Preapplications are strongly encouraged but not required prior to submission of a full application. However, notification of a successful preapplication is not an indication that an award will be made in response to the formal application. The preapplication should identify on the cover sheet the institution, Principal Investigator name(s), address(s), telephone, and fax number(s) and E-mail address(es), title of the project, and the field of scientific research. A brief (one-page) vitae should be provided for each Principal Investigator. The preapplication should consist of a two to three page narrative describing the research project objectives, the approach to be taken, and a description of any research partnerships. Preapplications will be reviewed by DOE relative to the scope and research needs of the ISIC program.

Merit Review

Applications will be subjected to scientific merit review (peer review) and will be evaluated against the following evaluation criteria listed in descending order of importance as codified at 10 CFR 605.10(d):

1. Scientific and/or Technical Merit of the Project,

2. Appropriateness of the Proposed Method or Approach,

3. Competency of Applicant's Personnel and Adequacy of Proposed Resources,

4. Reasonableness and Appropriateness of the Proposed Budget.

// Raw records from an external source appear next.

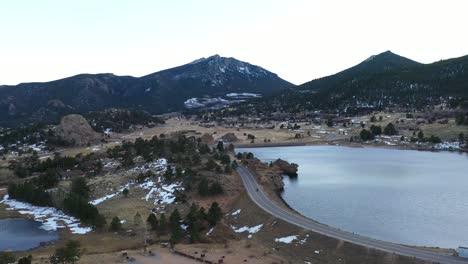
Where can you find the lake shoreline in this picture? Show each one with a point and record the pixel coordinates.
(342, 143)
(280, 196)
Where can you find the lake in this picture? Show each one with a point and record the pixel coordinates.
(403, 196)
(19, 234)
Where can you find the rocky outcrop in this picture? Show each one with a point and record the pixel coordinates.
(267, 175)
(75, 130)
(287, 168)
(229, 137)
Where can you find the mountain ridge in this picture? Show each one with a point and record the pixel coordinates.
(383, 81)
(156, 93)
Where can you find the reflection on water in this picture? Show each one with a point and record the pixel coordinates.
(22, 234)
(403, 196)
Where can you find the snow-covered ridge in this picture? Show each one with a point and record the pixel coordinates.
(243, 95)
(51, 218)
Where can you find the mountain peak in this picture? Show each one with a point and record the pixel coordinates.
(388, 60)
(203, 59)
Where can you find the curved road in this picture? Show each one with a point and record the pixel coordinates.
(261, 199)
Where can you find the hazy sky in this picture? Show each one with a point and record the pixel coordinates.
(298, 39)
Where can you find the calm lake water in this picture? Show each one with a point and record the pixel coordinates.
(402, 196)
(22, 234)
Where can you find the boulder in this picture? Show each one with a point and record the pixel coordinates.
(287, 168)
(207, 139)
(76, 130)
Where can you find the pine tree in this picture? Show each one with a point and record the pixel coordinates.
(137, 220)
(71, 253)
(177, 233)
(80, 187)
(203, 188)
(193, 223)
(115, 225)
(162, 224)
(202, 214)
(168, 175)
(25, 260)
(153, 222)
(220, 146)
(214, 214)
(390, 130)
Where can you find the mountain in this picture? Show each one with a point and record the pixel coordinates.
(382, 81)
(156, 93)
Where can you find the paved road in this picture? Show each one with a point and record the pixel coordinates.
(261, 199)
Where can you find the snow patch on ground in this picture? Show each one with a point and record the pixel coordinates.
(107, 197)
(159, 165)
(250, 230)
(51, 218)
(236, 212)
(160, 192)
(210, 231)
(286, 240)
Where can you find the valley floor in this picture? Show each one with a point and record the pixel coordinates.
(250, 236)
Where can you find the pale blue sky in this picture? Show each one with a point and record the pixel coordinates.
(298, 39)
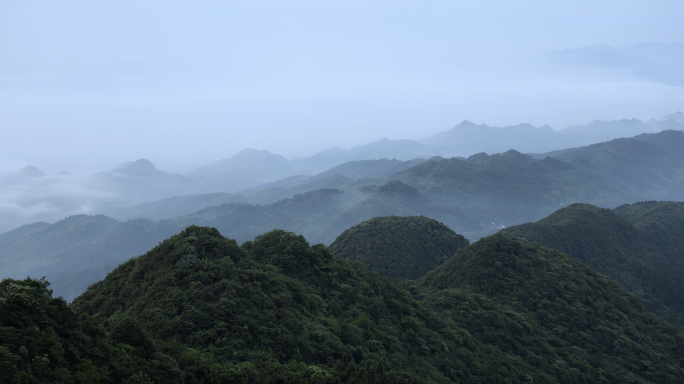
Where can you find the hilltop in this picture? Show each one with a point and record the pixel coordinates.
(399, 247)
(276, 307)
(638, 245)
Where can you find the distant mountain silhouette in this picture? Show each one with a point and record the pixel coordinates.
(141, 180)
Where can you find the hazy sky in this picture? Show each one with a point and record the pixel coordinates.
(86, 85)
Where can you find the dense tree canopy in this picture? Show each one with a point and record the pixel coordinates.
(639, 245)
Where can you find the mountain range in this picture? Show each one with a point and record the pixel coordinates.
(475, 197)
(198, 308)
(31, 195)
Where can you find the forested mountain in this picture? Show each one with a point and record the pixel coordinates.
(639, 245)
(513, 188)
(399, 247)
(42, 340)
(474, 197)
(89, 242)
(557, 314)
(198, 308)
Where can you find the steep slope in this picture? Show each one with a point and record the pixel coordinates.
(399, 247)
(572, 323)
(276, 307)
(81, 242)
(279, 310)
(43, 341)
(639, 245)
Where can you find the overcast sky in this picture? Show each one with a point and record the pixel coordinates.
(86, 85)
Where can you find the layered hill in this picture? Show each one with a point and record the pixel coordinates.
(512, 187)
(90, 243)
(399, 247)
(638, 245)
(279, 309)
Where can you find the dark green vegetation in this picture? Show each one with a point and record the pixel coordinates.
(199, 308)
(474, 197)
(43, 341)
(639, 245)
(399, 247)
(555, 313)
(84, 242)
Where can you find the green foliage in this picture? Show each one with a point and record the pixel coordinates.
(399, 247)
(557, 314)
(639, 245)
(43, 341)
(279, 310)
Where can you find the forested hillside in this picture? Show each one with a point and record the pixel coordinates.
(399, 247)
(639, 245)
(280, 310)
(42, 340)
(90, 242)
(568, 321)
(474, 197)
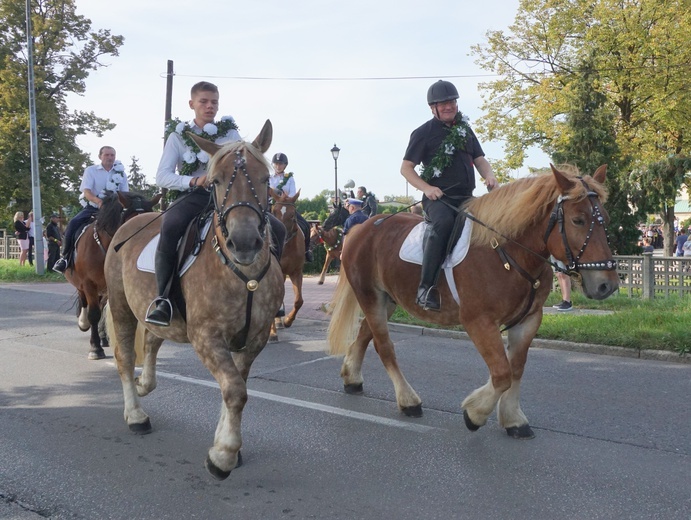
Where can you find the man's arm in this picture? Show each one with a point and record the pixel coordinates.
(409, 173)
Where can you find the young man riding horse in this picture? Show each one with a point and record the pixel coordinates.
(448, 149)
(189, 184)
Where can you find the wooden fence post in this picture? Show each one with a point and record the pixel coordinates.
(648, 277)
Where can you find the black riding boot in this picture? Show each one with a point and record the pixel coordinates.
(163, 312)
(433, 252)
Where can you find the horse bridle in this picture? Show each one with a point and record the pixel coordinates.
(222, 211)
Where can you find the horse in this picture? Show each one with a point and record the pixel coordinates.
(333, 243)
(293, 257)
(86, 274)
(232, 292)
(504, 279)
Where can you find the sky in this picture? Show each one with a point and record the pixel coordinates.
(281, 43)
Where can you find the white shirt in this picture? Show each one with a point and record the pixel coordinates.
(288, 188)
(97, 179)
(172, 159)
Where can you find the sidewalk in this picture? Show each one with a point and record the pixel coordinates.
(317, 297)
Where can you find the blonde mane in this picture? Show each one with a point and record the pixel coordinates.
(515, 207)
(231, 148)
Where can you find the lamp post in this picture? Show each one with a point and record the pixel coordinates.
(334, 153)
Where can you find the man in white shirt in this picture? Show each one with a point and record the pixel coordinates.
(108, 175)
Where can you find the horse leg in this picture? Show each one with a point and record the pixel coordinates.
(122, 338)
(375, 325)
(296, 279)
(481, 402)
(509, 410)
(223, 455)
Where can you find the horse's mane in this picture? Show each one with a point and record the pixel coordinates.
(233, 147)
(519, 205)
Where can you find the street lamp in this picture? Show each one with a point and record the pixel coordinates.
(334, 152)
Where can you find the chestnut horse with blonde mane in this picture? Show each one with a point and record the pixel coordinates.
(504, 280)
(86, 273)
(293, 256)
(232, 292)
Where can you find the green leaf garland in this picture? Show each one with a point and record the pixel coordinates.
(455, 139)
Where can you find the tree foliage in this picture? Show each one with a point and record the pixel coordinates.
(66, 51)
(635, 58)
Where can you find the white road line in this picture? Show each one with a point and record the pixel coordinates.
(417, 428)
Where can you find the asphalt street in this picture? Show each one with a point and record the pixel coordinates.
(612, 433)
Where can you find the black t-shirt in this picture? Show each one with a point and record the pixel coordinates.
(422, 147)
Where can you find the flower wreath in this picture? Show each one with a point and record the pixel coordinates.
(115, 178)
(194, 157)
(456, 139)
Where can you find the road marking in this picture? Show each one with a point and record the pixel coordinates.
(417, 428)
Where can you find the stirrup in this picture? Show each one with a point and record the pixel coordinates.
(154, 320)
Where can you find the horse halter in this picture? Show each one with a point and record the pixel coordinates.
(557, 218)
(240, 164)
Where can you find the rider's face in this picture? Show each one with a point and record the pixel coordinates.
(205, 106)
(445, 111)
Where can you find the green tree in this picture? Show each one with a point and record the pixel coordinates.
(66, 50)
(640, 51)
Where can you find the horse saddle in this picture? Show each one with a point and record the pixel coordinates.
(411, 251)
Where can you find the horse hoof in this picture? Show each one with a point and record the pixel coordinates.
(141, 428)
(96, 353)
(353, 389)
(412, 411)
(520, 432)
(468, 423)
(215, 471)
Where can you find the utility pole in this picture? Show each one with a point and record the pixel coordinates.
(168, 116)
(35, 179)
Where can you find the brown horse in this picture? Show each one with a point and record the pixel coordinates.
(232, 292)
(293, 257)
(86, 273)
(504, 280)
(333, 243)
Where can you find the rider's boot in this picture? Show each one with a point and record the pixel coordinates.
(433, 251)
(162, 313)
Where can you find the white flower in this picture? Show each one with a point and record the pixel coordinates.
(203, 157)
(210, 128)
(189, 157)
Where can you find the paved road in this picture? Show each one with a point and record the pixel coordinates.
(612, 433)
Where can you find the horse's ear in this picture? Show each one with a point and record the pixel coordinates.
(599, 174)
(207, 146)
(565, 184)
(263, 140)
(124, 201)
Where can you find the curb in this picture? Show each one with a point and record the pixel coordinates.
(586, 348)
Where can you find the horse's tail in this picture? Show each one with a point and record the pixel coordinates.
(345, 317)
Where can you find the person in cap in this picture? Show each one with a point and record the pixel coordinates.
(449, 151)
(357, 216)
(284, 182)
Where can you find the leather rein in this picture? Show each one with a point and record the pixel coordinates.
(221, 212)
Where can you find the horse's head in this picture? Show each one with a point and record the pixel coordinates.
(337, 217)
(134, 204)
(284, 209)
(577, 232)
(239, 176)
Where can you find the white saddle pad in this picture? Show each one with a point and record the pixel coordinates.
(146, 260)
(411, 251)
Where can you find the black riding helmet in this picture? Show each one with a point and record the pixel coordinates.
(280, 158)
(441, 91)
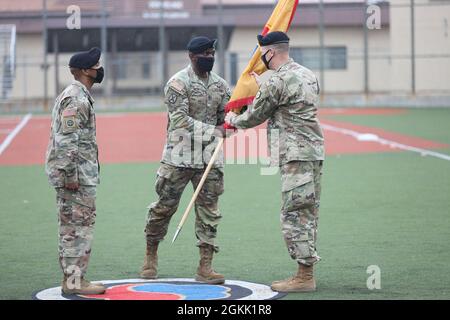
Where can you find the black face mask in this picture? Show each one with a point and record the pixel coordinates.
(100, 75)
(205, 64)
(263, 58)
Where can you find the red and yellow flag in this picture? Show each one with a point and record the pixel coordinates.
(246, 87)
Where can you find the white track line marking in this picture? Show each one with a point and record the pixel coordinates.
(393, 144)
(14, 133)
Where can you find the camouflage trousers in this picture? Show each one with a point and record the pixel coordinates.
(170, 184)
(76, 218)
(300, 212)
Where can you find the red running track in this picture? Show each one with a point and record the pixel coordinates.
(140, 137)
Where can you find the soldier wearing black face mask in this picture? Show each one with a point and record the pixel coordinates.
(195, 98)
(73, 170)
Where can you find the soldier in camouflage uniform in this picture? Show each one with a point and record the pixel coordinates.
(289, 100)
(195, 98)
(73, 169)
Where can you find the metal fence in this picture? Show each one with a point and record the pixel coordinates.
(368, 58)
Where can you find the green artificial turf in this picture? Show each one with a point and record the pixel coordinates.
(389, 210)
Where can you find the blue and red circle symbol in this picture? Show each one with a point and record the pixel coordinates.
(169, 289)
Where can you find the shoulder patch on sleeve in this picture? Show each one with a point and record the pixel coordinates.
(177, 85)
(69, 122)
(69, 112)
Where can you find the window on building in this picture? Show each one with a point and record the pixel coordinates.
(145, 69)
(234, 65)
(335, 58)
(121, 68)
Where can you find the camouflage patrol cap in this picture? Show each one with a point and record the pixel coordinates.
(85, 59)
(200, 44)
(273, 38)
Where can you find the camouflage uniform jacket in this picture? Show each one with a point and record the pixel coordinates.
(195, 108)
(289, 100)
(72, 153)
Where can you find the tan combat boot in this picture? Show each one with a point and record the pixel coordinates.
(204, 271)
(150, 267)
(303, 281)
(85, 287)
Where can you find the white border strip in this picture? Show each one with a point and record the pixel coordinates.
(374, 138)
(14, 133)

The evaluation of applications under item 1, Scientific and Technical Merit, will pay particular attention to:

(a) The potential of the proposed project to make a significant impact in the effectiveness of SciDAC applications researchers;

(b) The demonstrated capabilities of the applicants to perform basic research related to ISIC and transform these research results into software that can be widely deployed;

(c) The likelihood that the algorithms, methods, mathematical libraries, and software components that result from this effort will have impact on science disciplines outside of the SciDAC applications projects;

(d) Identification and approach to software integration and long term support issues, including component technology, documentation, test cases, tutorials, end user training, and quality maintenance and evolution.

The evaluation under item 2, Appropriateness of the Proposed Method or Approach, will also consider the following elements related to Quality of Planning:

(a) Quality of the plan for effective coupling to applications researchers;

(b) Quality of plan for ensuring interoperability and integration with software produced by other ISIC and SciDAC efforts;

(b) Viability of plan for deployment of software to SciDAC facilities and applications groups;

(c) Knowledge of and coupling to other efforts in high performance scientific computing software such as the DOE ACTS program, the DOE ASCI program and the NSF ITR program;

(d) Quality and clarity of proposed work schedule and deliverables.

Note that external peer reviewers are selected with regard to both their scientific expertise and the absence of conflict-of-interest issues. Non-federal reviewers may be used, and submission of an application constitutes agreement that this is acceptable to the investigator(s) and the submitting institution. Reviewers will be selected to represent expertise in the technology areas proposed, applications groups that are potential users of the technology, and related programs in other Federal Agencies or parts of DOE, such as the Advanced Strategic Computing Initiative (ASCI) within DOE's National Nuclear Security Administration.

Information about the development and submission of applications, eligibility, limitations, evaluation, selection process, and other policies and procedures including detailed procedures for submitting proposals from multi-institution partnerships may be found in 10 CFR part 605, and in the Application Guide for the Office of Science Financial Assistance Program. Electronic access to the Guide and required forms is made available via the World Wide Web at: http://www.science.doe.gov/production/grants/grants.html. The Project Description must be 20 pages or less, including tables and figures, but exclusive of attachments. The application must contain an abstract or project summary, letters of intent from collaborators, and short vitae.

The Catalog of Federal Domestic Assistance number for this program is 81.049, and the solicitation control number is ERFAP 10 CFR part 605.